/NYC-Taxi-Demo

Analyze NYC Taxi data with DashDB and R

Primary LanguageHTML

NYC-Taxi-Demo

Analyze NYC Taxi data with DashDB and R

Answer the question “Are taxis harder to get when it is raining” using open data and analytics. A presentation (in German) showing the flow of the demo is available on slideshare: http://www.slideshare.net/WilfriedHoge/is-it-harder-to-find-a-taxi-when-it-is-raining

Getting the data

The taxi data can be found here: http://www.andresmh.com/nyctaxitrips/

The weather data was not available for free but can be bought for example here: https://weatherspark.com/

Uploading data to cloud

The data volume is quite big so uploading the data to a cloud storage is a good idea. We used Softlayer Object Store (http://www.softlayer.com/object-storage) but S3 is also a good choice.

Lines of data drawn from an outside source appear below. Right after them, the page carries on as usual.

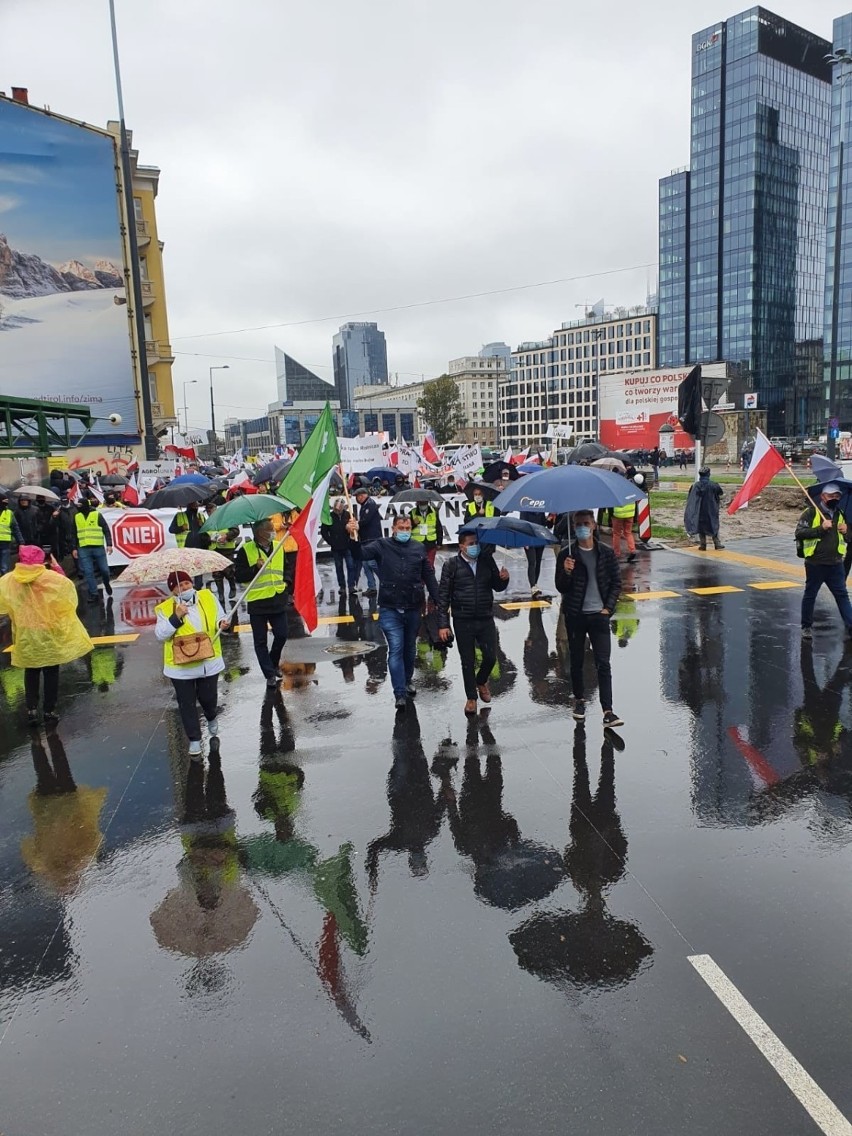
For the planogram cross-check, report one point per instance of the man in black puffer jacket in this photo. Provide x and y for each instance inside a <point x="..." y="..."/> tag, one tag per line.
<point x="402" y="571"/>
<point x="589" y="578"/>
<point x="468" y="583"/>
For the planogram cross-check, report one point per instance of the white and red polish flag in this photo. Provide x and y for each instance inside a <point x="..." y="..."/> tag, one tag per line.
<point x="765" y="464"/>
<point x="306" y="534"/>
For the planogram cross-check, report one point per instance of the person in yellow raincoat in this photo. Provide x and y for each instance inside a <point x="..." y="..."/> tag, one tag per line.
<point x="42" y="606"/>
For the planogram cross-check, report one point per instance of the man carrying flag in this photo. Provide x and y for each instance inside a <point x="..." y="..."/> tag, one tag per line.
<point x="821" y="536"/>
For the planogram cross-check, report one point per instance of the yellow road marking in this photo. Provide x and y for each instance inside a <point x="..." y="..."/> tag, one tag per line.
<point x="651" y="595"/>
<point x="715" y="591"/>
<point x="774" y="585"/>
<point x="745" y="559"/>
<point x="524" y="606"/>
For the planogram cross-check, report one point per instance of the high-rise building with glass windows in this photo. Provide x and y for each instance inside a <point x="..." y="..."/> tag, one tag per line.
<point x="743" y="231"/>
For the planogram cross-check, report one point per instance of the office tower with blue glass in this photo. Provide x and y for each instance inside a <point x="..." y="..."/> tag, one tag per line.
<point x="359" y="354"/>
<point x="743" y="230"/>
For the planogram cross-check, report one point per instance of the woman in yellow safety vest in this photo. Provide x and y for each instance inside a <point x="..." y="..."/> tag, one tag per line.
<point x="188" y="612"/>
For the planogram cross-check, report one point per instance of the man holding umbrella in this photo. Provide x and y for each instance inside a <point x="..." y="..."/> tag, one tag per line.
<point x="589" y="578"/>
<point x="468" y="583"/>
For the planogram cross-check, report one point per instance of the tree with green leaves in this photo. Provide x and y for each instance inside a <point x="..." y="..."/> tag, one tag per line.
<point x="441" y="406"/>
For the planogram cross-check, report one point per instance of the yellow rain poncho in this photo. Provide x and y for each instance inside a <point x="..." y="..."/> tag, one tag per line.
<point x="42" y="607"/>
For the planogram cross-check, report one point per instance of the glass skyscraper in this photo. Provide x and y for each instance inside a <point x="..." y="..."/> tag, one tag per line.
<point x="743" y="231"/>
<point x="359" y="354"/>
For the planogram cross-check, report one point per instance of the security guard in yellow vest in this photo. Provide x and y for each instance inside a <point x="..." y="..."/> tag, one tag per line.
<point x="10" y="534"/>
<point x="426" y="529"/>
<point x="821" y="536"/>
<point x="262" y="564"/>
<point x="94" y="543"/>
<point x="189" y="612"/>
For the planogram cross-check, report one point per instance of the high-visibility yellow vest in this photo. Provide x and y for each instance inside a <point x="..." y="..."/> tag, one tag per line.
<point x="270" y="581"/>
<point x="90" y="534"/>
<point x="207" y="604"/>
<point x="182" y="527"/>
<point x="470" y="509"/>
<point x="810" y="546"/>
<point x="424" y="528"/>
<point x="7" y="519"/>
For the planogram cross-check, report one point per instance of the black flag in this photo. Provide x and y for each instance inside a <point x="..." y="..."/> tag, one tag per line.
<point x="688" y="402"/>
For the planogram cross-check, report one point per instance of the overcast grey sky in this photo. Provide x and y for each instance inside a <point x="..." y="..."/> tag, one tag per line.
<point x="328" y="159"/>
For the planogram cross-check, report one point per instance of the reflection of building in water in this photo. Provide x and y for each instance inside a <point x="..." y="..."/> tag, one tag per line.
<point x="732" y="665"/>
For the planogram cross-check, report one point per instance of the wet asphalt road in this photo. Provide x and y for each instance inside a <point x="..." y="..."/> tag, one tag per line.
<point x="364" y="922"/>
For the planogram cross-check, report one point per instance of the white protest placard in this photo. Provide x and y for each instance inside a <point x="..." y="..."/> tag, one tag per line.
<point x="467" y="459"/>
<point x="358" y="454"/>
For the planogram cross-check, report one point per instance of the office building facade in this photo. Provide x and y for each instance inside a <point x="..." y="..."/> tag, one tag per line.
<point x="553" y="382"/>
<point x="359" y="354"/>
<point x="742" y="232"/>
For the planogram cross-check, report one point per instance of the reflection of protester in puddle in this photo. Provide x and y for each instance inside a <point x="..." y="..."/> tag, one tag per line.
<point x="210" y="911"/>
<point x="66" y="819"/>
<point x="416" y="810"/>
<point x="508" y="869"/>
<point x="589" y="949"/>
<point x="541" y="666"/>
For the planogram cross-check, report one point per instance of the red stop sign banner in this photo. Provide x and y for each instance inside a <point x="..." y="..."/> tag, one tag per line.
<point x="136" y="534"/>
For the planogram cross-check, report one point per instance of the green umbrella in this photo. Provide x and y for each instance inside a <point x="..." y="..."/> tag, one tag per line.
<point x="245" y="510"/>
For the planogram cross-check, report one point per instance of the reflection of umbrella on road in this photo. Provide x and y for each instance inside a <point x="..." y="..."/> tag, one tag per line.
<point x="509" y="532"/>
<point x="245" y="510"/>
<point x="585" y="949"/>
<point x="567" y="489"/>
<point x="157" y="566"/>
<point x="176" y="496"/>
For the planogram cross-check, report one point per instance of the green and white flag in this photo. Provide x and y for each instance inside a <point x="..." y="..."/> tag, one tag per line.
<point x="318" y="454"/>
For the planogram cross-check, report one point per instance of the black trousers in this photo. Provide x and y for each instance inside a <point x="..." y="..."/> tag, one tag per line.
<point x="32" y="683"/>
<point x="595" y="628"/>
<point x="470" y="634"/>
<point x="534" y="565"/>
<point x="190" y="693"/>
<point x="260" y="627"/>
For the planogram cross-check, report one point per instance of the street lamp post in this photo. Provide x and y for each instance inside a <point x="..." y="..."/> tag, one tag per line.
<point x="836" y="59"/>
<point x="185" y="408"/>
<point x="212" y="410"/>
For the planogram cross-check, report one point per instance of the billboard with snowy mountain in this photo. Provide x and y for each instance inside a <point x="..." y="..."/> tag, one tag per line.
<point x="64" y="326"/>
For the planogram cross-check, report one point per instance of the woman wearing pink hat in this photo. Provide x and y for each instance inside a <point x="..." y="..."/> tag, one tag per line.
<point x="42" y="606"/>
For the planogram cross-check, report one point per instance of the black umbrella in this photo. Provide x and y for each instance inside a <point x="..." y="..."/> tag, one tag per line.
<point x="176" y="496"/>
<point x="418" y="496"/>
<point x="495" y="470"/>
<point x="272" y="472"/>
<point x="487" y="491"/>
<point x="519" y="874"/>
<point x="586" y="452"/>
<point x="581" y="950"/>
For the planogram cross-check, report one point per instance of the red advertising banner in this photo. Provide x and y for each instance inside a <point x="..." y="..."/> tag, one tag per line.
<point x="635" y="404"/>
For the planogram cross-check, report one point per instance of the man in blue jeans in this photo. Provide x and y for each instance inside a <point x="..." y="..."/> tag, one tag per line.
<point x="821" y="533"/>
<point x="403" y="568"/>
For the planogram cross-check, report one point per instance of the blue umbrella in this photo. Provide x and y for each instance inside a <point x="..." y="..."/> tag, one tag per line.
<point x="190" y="479"/>
<point x="509" y="533"/>
<point x="382" y="473"/>
<point x="567" y="489"/>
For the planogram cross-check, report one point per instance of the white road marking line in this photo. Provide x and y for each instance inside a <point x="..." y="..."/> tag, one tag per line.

To ease uploading the data we used the moveToCloud.pl script from DashDB. You can download it from there.

Storing in a database

The data is highly structured and so a RDBMS is a good fit to hold the data. We have chosen DashDB (http://ibm.com/software/data/dashdb) to hold the data. DashDB is an in-memory database engine hosted on Bluemix (http://bluemix.net), IBM’s PaaS platform.

To use DashDB login into Bluemix and create a DashDB service. The free tier is sufficient for these tests.

You can load the data directly into DashDB from Softlayer or S3.

The structure of the tables can be found in the create-tables.sql script

Some adjustments to the data and the definition of views to join the taxi data are defined in update_weather_trip.sql

Analyzing with SQL

The script analysis.sql give some simple analysis on taxi data using SQL.

Analyzing with R

To analyze with R a RStudio interface can be launched directly from DashDB. Go to Analytics->R Scripts to start RStudio

Taxi + Weather

The weather.R scripts uses the data in DashDB to analyze the taxi and weather data.

Shiny + Google Maps

The NYC-Map folder hosts a shiny script to visualize taxi trips on Google Maps. The scripts are based on samples from Fabio Veronesi.